É poucos anos depois após a Restauração que Portugal começa a fazer de tudo para renegar a sua "Hispanidade" e começa por envidar esforços para transformar a Língua Galego-Portuguesa, uma língua hispânica, numa língua autónoma admitindo-lhe estrangeirismos e enveredando por caminhos “pseudo-etimológicos”

Enquanto a Real Academia Espanhola reformava a ortografia no século XVIII em bases fonéticas racionais, a "Academia Real das Sciencias de Lisboa" consagrava a etimologia como supremo princípio ortográfico. Talvez fosse influenciada, nessa política, pela ortografia francesa ou, com mais probabilidade, pelo desejo de tornar a língua portuguesa, até no plano gráfico, a mais diferenciada possível da castelhana.

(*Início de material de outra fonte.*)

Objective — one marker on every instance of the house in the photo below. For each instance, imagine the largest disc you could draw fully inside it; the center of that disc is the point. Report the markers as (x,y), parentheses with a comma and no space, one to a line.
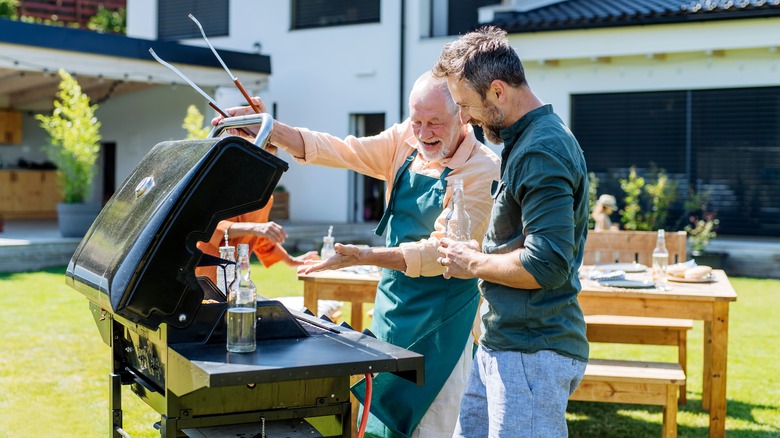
(690,86)
(141,102)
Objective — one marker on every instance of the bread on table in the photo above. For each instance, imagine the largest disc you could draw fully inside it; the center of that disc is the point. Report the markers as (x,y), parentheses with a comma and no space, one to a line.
(698,273)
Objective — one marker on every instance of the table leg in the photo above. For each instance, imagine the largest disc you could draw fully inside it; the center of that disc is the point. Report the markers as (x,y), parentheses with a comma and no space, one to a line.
(717,369)
(311,295)
(707,366)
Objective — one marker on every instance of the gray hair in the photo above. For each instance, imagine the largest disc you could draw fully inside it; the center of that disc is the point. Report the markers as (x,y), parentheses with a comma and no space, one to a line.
(428,83)
(480,57)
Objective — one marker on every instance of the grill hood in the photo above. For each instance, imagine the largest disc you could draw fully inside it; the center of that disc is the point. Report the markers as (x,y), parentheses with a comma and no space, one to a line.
(138,258)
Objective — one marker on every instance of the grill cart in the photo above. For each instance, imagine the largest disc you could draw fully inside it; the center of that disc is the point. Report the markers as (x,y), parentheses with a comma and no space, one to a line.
(136,267)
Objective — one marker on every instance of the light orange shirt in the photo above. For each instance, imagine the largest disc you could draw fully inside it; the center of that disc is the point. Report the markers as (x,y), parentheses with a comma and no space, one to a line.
(381,156)
(267,251)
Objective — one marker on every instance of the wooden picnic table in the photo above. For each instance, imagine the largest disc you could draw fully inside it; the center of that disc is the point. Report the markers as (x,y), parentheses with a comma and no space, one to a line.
(341,285)
(708,302)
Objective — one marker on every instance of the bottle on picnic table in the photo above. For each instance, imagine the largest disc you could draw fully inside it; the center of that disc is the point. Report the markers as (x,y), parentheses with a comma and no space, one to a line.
(660,261)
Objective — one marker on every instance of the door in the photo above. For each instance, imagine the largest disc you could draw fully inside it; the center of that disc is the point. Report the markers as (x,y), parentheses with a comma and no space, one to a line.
(366,194)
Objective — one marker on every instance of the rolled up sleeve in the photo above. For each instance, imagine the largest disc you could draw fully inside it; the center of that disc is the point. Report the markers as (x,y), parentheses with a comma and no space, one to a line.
(548,218)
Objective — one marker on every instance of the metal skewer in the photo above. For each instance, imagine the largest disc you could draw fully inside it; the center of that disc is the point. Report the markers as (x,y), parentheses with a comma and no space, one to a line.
(211,101)
(235,80)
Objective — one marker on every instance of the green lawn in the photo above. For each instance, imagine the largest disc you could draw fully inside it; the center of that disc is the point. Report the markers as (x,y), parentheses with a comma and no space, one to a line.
(54,367)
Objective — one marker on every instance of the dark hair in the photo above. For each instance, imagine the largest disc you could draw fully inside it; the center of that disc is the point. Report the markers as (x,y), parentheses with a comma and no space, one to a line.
(480,57)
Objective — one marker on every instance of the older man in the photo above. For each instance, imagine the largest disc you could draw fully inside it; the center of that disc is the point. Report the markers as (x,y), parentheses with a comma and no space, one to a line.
(416,307)
(533,348)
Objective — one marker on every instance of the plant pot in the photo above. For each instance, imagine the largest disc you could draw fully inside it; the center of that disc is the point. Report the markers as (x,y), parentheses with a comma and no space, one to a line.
(713,259)
(75,219)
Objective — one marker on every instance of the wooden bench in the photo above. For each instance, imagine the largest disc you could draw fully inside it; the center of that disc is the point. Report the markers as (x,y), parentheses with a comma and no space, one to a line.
(631,246)
(646,331)
(637,246)
(646,383)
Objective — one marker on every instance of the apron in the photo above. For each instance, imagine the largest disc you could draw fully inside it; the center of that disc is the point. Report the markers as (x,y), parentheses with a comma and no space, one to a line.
(424,314)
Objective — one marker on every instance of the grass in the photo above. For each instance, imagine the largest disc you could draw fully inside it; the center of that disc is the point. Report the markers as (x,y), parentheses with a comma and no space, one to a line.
(54,366)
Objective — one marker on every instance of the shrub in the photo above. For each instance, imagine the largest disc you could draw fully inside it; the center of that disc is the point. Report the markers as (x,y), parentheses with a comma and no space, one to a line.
(74,139)
(646,203)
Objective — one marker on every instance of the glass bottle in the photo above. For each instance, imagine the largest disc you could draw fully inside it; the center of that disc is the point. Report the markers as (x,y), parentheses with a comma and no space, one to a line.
(458,220)
(226,275)
(660,261)
(242,307)
(328,249)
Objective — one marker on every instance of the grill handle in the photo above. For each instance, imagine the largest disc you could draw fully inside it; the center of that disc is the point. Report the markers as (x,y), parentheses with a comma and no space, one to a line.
(265,121)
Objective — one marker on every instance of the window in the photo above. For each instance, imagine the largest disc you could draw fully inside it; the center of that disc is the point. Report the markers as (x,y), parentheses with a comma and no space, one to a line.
(308,14)
(724,141)
(173,23)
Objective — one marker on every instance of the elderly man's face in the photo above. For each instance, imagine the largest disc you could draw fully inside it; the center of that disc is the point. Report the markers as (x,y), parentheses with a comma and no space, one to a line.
(436,126)
(477,111)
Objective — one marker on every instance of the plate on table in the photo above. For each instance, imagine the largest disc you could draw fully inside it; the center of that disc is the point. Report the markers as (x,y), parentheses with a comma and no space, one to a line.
(626,267)
(628,284)
(708,279)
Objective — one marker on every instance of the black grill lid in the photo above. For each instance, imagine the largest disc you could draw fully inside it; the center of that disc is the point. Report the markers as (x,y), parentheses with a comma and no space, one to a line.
(138,257)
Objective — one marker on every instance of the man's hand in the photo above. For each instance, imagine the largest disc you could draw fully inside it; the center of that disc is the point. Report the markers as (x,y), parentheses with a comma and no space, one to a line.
(456,257)
(346,255)
(270,230)
(241,111)
(301,259)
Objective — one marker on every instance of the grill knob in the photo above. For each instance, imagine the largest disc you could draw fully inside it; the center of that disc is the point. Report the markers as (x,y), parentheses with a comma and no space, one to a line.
(144,186)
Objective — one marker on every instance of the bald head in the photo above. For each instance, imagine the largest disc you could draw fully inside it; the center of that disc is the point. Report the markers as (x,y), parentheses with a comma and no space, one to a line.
(432,90)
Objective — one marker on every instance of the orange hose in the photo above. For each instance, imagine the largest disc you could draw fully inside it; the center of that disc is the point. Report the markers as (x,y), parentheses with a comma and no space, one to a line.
(366,408)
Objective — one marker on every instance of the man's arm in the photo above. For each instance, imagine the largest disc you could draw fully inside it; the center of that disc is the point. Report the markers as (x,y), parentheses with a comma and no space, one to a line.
(465,260)
(351,255)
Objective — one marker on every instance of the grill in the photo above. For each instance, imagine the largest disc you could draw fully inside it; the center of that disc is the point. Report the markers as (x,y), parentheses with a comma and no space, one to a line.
(136,267)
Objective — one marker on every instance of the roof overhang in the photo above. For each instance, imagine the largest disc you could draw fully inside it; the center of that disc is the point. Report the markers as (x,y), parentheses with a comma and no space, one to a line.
(106,64)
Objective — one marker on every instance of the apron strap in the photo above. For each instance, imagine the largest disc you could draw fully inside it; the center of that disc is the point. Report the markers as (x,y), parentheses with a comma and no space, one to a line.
(382,226)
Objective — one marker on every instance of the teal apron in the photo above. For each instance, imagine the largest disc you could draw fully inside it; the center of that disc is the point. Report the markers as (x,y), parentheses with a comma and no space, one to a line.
(428,315)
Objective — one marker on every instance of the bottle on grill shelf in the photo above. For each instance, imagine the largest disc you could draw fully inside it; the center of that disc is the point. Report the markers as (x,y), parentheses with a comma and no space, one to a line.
(226,275)
(660,261)
(242,307)
(458,220)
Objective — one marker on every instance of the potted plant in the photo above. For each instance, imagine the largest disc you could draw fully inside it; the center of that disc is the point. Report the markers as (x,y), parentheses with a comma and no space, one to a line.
(74,146)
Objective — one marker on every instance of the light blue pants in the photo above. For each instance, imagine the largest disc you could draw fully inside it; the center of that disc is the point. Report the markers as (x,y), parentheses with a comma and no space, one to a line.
(514,394)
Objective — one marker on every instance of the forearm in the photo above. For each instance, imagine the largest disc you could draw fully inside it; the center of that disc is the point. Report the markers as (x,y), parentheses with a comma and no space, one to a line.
(390,258)
(504,269)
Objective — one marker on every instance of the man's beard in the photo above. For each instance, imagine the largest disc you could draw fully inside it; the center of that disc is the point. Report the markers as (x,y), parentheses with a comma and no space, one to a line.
(438,155)
(494,124)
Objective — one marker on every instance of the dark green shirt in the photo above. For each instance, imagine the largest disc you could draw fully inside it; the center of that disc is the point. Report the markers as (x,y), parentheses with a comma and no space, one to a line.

Paul Teyssier sobre este assunto escreve o seguinte:
“No século XVIII, o lugar deixado vago pelo Espanhol como segunda língua de cultura, será ocupado pelo francês, mas neste caso já não há uma situação de bilinguismo. A literatura francesa vai apenas tornar-se a base da cultura portuguesa, tornando-se também um intermediário de contacto com o mundo exterior.”


Após séculos de afastamento — e após a traição dos franceses com a invasão da ibéria e da luta ibérica contra Napoleão — começa uma confluência de interesses que se expressa essencialmente nas mentes das elites liberais peninsulares. Liberais espanhóis prestam ajuda às forças de D. Pedro IV contra o absolutista D. Miguel. Neste século XIX florescem então, em ambos os lados da fronteira política, intelectuais a favor da União Ibérica. Há duas correntes principais: a Monárquica e a Republicana de tendência federal.

Bandeira ibérica federal, composta pelas cores de Portugal e Espanha

Alguns destes intelectuais:

· Teófilo Braga
· Miguel de Unamuno
· Fernando Pessoa
· Antero de Quental
· José Félix Henriques Nogueira
· Latino Coelho
· José Maria Caldeira do Casal Ribeiro
· Almeida Garrett
· Francisco Pi y Margal
· Emilio Castelar
· Sinibaldo de Mas
· António Cánovas del Castillo
· Sixto Cámara
· Juan Valera
· Guerra Junqueiro
· Oliveira Martins


Antero de Quental


·                     “O abraço ibérico” foi o que Antero de Quental denominou ao desaparecimento das nacionalidades existentes na ibéria para a evolução do novo país. Este novo país só seria possível com uma revolução e com uma república federal dando início à descentralização do poder, proporcionando voz a todos os sectores existentes nas nações ibéricas.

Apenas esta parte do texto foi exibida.